A picture of the writers home office
The 2020 edition of a study/meeting room/lecture theatre. When the commute is less than two meters, the workday risks becoming too efficient. The employee is also largely in charge of both ergonomics and of obtaining the necessary equipment. On the other hand, the benefits are also obvious: time can be used flexibly, shirts tend to be the only item of clothing worth thinking about, and what is most important during a pandemic: the chances of exposure are minimal

The pedagogy of pessimism must not remain permanent

Earlier this year, Merja Maikkola, Maija Saviniemi and Paula Vaskuri from the University of Oulu introduced the idea of a pedagogy of pessimism. The key message, inspired by the famous Puolanka school of pessimism, was that many things are bound to go wrong and that is perfectly fine: it would be a mistake to always set the bar as high as possible.

Similar ideas were floated at our university. The message from the management was that the transition to distance teaching was so abrupt that getting everything right would be impossible. The results and the pedagogy would not necessarily be first-class. This was undoubtedly the right message to send in the spring as we were caught by surprise, but I believe that we actually exceeded most expectations.

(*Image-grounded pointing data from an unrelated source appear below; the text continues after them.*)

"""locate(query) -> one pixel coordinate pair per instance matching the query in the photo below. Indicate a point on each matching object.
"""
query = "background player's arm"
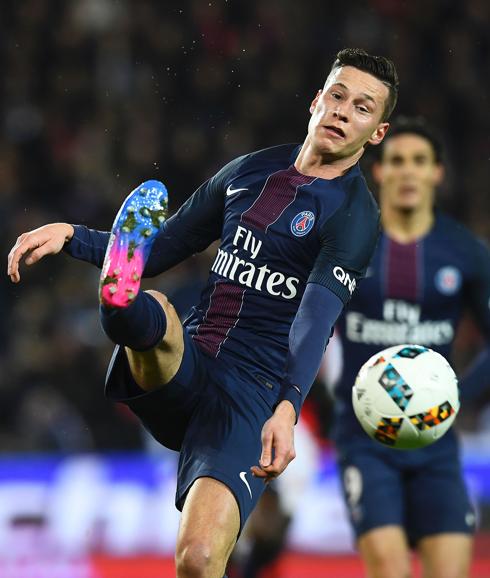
(476, 378)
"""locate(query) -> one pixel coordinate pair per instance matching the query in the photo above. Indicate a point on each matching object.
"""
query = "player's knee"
(195, 559)
(386, 566)
(444, 570)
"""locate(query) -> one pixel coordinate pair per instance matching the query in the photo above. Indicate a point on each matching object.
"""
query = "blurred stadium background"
(99, 95)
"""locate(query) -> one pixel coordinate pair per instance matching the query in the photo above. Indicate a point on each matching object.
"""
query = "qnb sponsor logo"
(344, 278)
(262, 278)
(361, 329)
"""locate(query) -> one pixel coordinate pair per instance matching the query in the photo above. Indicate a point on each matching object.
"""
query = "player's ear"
(439, 174)
(315, 101)
(379, 133)
(376, 171)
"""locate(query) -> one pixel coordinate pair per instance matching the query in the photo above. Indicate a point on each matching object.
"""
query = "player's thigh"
(446, 555)
(209, 527)
(373, 489)
(437, 499)
(385, 552)
(156, 367)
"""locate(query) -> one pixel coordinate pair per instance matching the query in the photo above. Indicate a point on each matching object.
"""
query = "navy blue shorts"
(421, 490)
(211, 412)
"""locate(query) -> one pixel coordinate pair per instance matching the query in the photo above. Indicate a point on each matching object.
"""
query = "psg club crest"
(448, 280)
(302, 223)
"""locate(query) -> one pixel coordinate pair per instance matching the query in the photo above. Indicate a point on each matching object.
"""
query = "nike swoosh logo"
(245, 481)
(230, 191)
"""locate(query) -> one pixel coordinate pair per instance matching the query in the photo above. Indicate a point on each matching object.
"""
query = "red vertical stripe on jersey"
(222, 315)
(279, 191)
(402, 275)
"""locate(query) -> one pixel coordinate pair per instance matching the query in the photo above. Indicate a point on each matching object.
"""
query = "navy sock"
(140, 326)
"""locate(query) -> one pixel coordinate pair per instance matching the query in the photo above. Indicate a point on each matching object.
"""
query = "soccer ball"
(406, 396)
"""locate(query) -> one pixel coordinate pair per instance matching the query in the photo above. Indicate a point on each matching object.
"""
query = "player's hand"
(34, 245)
(277, 443)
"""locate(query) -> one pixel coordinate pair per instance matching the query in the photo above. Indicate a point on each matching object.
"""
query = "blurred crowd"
(99, 95)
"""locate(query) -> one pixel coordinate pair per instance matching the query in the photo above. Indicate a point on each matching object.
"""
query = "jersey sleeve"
(192, 229)
(475, 380)
(348, 240)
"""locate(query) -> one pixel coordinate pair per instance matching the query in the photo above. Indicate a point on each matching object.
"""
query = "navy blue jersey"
(279, 230)
(413, 293)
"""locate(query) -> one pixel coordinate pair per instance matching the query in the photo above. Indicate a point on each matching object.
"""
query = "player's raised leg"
(446, 555)
(385, 552)
(143, 321)
(202, 553)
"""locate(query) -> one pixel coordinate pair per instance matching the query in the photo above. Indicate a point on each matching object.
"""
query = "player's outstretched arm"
(277, 442)
(308, 337)
(34, 245)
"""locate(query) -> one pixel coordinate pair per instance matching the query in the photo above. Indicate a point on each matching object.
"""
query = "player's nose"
(340, 113)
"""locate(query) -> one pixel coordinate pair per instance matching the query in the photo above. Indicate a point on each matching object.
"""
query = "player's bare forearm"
(36, 244)
(277, 442)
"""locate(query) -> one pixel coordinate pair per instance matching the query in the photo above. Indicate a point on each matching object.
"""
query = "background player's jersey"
(279, 229)
(413, 293)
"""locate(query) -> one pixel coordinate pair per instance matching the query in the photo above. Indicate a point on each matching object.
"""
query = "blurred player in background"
(298, 227)
(426, 271)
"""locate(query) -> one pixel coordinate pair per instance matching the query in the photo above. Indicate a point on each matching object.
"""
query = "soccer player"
(298, 226)
(427, 269)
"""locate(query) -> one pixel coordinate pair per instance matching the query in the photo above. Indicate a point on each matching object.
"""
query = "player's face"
(347, 113)
(408, 173)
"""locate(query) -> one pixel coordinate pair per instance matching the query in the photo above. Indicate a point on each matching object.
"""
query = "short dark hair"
(418, 125)
(378, 66)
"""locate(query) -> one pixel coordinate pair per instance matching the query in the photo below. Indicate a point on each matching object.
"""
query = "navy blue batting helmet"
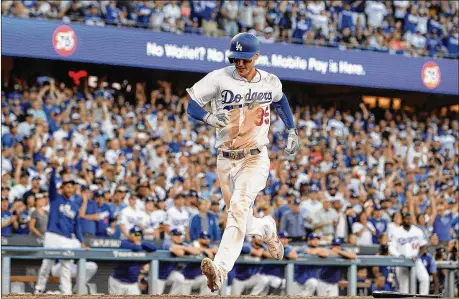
(243, 46)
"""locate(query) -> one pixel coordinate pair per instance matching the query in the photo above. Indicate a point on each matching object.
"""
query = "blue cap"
(135, 230)
(337, 241)
(282, 235)
(204, 235)
(314, 236)
(68, 182)
(99, 193)
(176, 232)
(314, 188)
(243, 46)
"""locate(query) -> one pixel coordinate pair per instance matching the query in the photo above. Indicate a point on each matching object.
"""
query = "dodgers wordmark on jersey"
(248, 104)
(407, 242)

The pedagogy of pessimism is a questionable approach. If we expect, say, online teaching to be only offered in exceptional and temporary circumstances, in which case it would be pointless to set the bar high, the low level of expectation may become a norm: we do not need to do well, passable is enough. Now that the acute situation is over, it is time to ensure that we will not let this happen.

In other words, it is time to launch yet another virtual university project – one that yields actual results. In addition to staff training, the employer should invest in the right equipment. At the University of Jyväskylä the situation regarding basic equipment, such as computers and phones, is fine but the teachers wanting to produce high quality teaching materials are too often left to use their own money to get the required tools and then teach themselves to use them.

Although physical encounters and face-to-face interaction will return to higher education, online teaching has become a part of everyday life in all fields of study. The material we produce must not look and sound pathetic to digital natives. Interested teachers must be provided with enough resources for producing digital content that is of genuinely high quality. We have the pedagogical skills and the expertise. The recent experiences have given an increasing number of us the courage to focus on the technical implementation.

Panu Moilanen
Senior Lecturer, Faculty of Information Technology

The author is a Senior Lecturer and koulutusvastaava in the Faculty of Information Technology, where he leads the Master’s Programme in Security and Strategic Analysis. He has always been interested in gadgets and the pandemic was a good reason to get some new ones. As a teacher, he dreams of a multimedia course built around such a powerful story that students forget that they are studying.